Most people look at the stock market like it’s a collection of random tickers. Up a percent here, down a percent there. They obsess over headlines, Fed meetings, and whatever noise CNBC is pushing that day.
But that’s not how a macro trader sees the market. A macro trader looks at the big picture. You want to know what’s moving, what’s not, and where the money is flowing. That’s how you avoid getting caught chasing bullshit narratives and instead catch the real waves—the ones that turn into 5–10x trades.
Let’s break it down, chart by chart, and show why the data says this market has more gas in the tank.
Seasonality: October Isn’t Just Crashes
Everyone’s scared of October. “Crash month.” 1929, 1987, 2008. You hear it every damn year.
But here’s the truth: October has produced way more bottoms than crashes. And more importantly, October kicks off one of the strongest seasonal stretches in the stock market.
Look at the seasonality chart for small caps (IWM). September is garbage, no surprise there. But October through December? That’s where the stats flip. 64%, 80%, and 64% positive months in a row. That’s small cap season.
We’ve been long small caps already, and this is where it gets good. While everyone is shitting themselves over some “October crash” that may or may not come, we’re looking at the historical data and saying: this is when you want to lean in.
Breadth: Bullish, Not Broken
Now, forget the fear porn for a second. Look at breadth.
The percentage of stocks above their 200-day moving average is sitting solidly in bullish territory. The NYSE advance-decline line is trending higher. Even the 50-day breadth looks fine.
If this was the top, you’d see deterioration everywhere—breadth rolling over, leadership narrowing, the internals screaming “danger.” But that’s not happening. Instead, the internals are telling you this market is still strong under the hood.
While Twitter’s yelling “top” and YouTube’s peddling another crash documentary, the data is saying not yet.
Sector Rotation: Follow the Leaders
This is where macro traders really make their money: watching the sensitive sectors.
Look at the dashboard of market-leading groups. Semiconductors (SOXX) are still powering higher. That tells you risk appetite is alive and well. If chips are strong, the bull market isn’t dead. Period.
Metals & Mining (XME) is another one to watch—it’s a commodity play, and it’s been ripping. That tells you money isn’t just hiding in tech, it’s rotating into hard assets. Industrials, infrastructure, even biotech are confirming.
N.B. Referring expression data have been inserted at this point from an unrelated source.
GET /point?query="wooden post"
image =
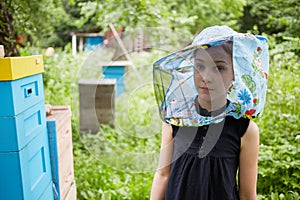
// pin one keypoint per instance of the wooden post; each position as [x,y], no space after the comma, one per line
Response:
[74,45]
[2,53]
[97,103]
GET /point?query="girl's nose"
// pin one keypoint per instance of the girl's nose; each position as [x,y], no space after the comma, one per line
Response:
[206,75]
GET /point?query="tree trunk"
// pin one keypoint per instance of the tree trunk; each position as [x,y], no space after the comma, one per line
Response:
[7,34]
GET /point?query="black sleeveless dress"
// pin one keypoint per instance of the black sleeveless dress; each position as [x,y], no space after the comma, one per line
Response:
[210,175]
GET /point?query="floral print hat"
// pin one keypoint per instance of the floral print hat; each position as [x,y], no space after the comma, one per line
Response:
[174,84]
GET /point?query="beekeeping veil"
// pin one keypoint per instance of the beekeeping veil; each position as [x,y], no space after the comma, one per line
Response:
[174,84]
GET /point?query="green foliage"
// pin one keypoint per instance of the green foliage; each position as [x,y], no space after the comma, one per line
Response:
[273,17]
[279,158]
[104,165]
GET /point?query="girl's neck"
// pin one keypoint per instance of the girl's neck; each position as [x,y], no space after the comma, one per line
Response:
[212,105]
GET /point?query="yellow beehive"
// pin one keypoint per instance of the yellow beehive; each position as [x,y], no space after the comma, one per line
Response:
[12,68]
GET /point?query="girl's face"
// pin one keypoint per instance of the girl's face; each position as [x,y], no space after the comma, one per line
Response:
[213,73]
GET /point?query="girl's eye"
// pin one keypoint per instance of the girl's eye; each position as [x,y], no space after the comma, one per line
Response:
[199,67]
[220,68]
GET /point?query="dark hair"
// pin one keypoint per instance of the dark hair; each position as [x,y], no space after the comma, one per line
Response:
[226,46]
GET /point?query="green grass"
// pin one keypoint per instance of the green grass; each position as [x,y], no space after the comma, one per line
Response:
[120,163]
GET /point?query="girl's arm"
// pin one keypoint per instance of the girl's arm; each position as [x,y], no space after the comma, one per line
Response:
[161,176]
[248,163]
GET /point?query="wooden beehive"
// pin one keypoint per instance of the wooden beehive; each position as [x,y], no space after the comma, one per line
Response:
[97,103]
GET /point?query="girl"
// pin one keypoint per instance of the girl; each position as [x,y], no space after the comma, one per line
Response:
[205,143]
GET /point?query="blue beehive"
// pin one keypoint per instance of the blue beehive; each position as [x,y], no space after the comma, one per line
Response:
[115,72]
[19,95]
[26,174]
[93,41]
[25,171]
[17,131]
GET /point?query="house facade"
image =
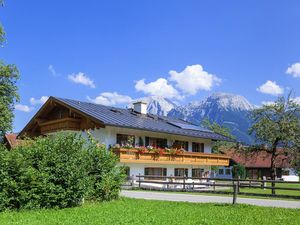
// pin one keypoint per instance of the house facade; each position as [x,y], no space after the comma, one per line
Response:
[258,163]
[145,144]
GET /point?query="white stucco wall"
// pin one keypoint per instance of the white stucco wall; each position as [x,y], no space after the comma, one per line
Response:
[138,168]
[108,136]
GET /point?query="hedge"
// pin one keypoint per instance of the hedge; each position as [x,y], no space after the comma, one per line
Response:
[57,171]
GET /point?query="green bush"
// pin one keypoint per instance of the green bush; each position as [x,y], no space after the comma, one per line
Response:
[239,170]
[105,177]
[58,171]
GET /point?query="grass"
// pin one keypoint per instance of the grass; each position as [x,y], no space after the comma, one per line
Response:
[269,191]
[278,192]
[133,211]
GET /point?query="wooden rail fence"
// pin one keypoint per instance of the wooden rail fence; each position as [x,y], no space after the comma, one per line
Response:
[189,184]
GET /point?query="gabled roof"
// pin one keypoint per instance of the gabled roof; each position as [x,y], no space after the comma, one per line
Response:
[11,140]
[127,118]
[259,158]
[112,116]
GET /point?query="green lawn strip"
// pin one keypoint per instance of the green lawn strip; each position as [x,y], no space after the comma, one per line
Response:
[229,194]
[250,191]
[136,211]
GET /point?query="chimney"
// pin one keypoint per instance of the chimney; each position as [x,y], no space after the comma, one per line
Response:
[140,107]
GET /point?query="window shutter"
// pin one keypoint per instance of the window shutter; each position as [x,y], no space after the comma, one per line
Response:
[165,143]
[146,141]
[164,171]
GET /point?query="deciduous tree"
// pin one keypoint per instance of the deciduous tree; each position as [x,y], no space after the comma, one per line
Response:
[277,125]
[9,75]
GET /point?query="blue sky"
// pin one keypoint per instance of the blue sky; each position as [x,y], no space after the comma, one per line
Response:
[102,50]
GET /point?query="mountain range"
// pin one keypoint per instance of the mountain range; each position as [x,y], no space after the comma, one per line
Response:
[226,109]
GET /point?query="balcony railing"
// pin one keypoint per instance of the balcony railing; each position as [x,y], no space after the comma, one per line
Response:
[175,158]
[60,124]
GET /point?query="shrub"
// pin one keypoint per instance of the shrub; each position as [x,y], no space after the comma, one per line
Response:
[57,172]
[105,177]
[239,170]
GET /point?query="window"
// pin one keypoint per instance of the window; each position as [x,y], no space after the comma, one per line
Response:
[197,172]
[181,144]
[197,147]
[221,171]
[125,139]
[228,171]
[156,142]
[180,172]
[152,171]
[127,171]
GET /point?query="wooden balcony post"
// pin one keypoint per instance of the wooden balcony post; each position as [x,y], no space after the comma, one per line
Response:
[139,180]
[235,190]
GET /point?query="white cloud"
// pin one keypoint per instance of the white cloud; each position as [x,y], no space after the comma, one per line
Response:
[270,87]
[297,100]
[160,87]
[111,99]
[267,103]
[39,101]
[81,78]
[193,79]
[52,70]
[294,70]
[23,108]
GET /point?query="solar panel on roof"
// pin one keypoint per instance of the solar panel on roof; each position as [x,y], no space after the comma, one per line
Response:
[189,126]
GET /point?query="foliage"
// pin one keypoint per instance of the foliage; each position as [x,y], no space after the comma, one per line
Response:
[225,131]
[9,75]
[138,211]
[2,33]
[239,170]
[141,141]
[277,125]
[57,172]
[105,176]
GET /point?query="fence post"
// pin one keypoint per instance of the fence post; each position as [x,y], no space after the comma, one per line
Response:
[264,183]
[235,189]
[139,180]
[273,188]
[238,184]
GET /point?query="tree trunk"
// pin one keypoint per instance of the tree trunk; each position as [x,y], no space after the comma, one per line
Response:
[273,166]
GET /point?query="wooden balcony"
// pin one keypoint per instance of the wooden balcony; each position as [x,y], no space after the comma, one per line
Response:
[185,158]
[60,124]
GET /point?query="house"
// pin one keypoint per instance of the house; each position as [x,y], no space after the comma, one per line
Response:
[10,141]
[146,144]
[224,172]
[258,163]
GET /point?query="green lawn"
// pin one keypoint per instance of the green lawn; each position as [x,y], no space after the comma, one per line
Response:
[133,211]
[278,192]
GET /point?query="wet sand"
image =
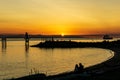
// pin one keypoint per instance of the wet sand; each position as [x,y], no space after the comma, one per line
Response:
[108,70]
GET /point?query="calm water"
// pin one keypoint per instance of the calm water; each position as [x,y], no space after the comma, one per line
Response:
[16,60]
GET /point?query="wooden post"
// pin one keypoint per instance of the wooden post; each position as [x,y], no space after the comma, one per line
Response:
[26,39]
[4,42]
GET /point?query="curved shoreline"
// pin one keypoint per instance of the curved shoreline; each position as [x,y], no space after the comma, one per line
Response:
[102,70]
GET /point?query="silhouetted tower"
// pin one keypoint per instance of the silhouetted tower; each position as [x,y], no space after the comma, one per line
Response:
[26,39]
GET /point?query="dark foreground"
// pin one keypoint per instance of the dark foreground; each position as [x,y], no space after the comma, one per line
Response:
[108,70]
If the economy was rolling over, these charts wouldn’t look like this. The tape is telling you risk-on is still in play.
International Flows: Global Liquidity On the Move
Now zoom out further. The International Leadership Dashboard makes it obvious: money isn’t just moving inside the U.S.—it’s flowing across the globe.
China tech, Asia 50, South Korea, Peru, South Africa, even frontier stuff like Africa ETFs are outperforming. EM speculative tech is alive.
This is what happens when liquidity moves. It doesn’t just bid up the S&P 500; it spills into markets all over the world. If you’re only looking at the Dow, you’re missing the whole damn point.
Macro traders catch these waves by watching flows globally, not just at home. And right now, the flows are telling you this is a global move, not a local one.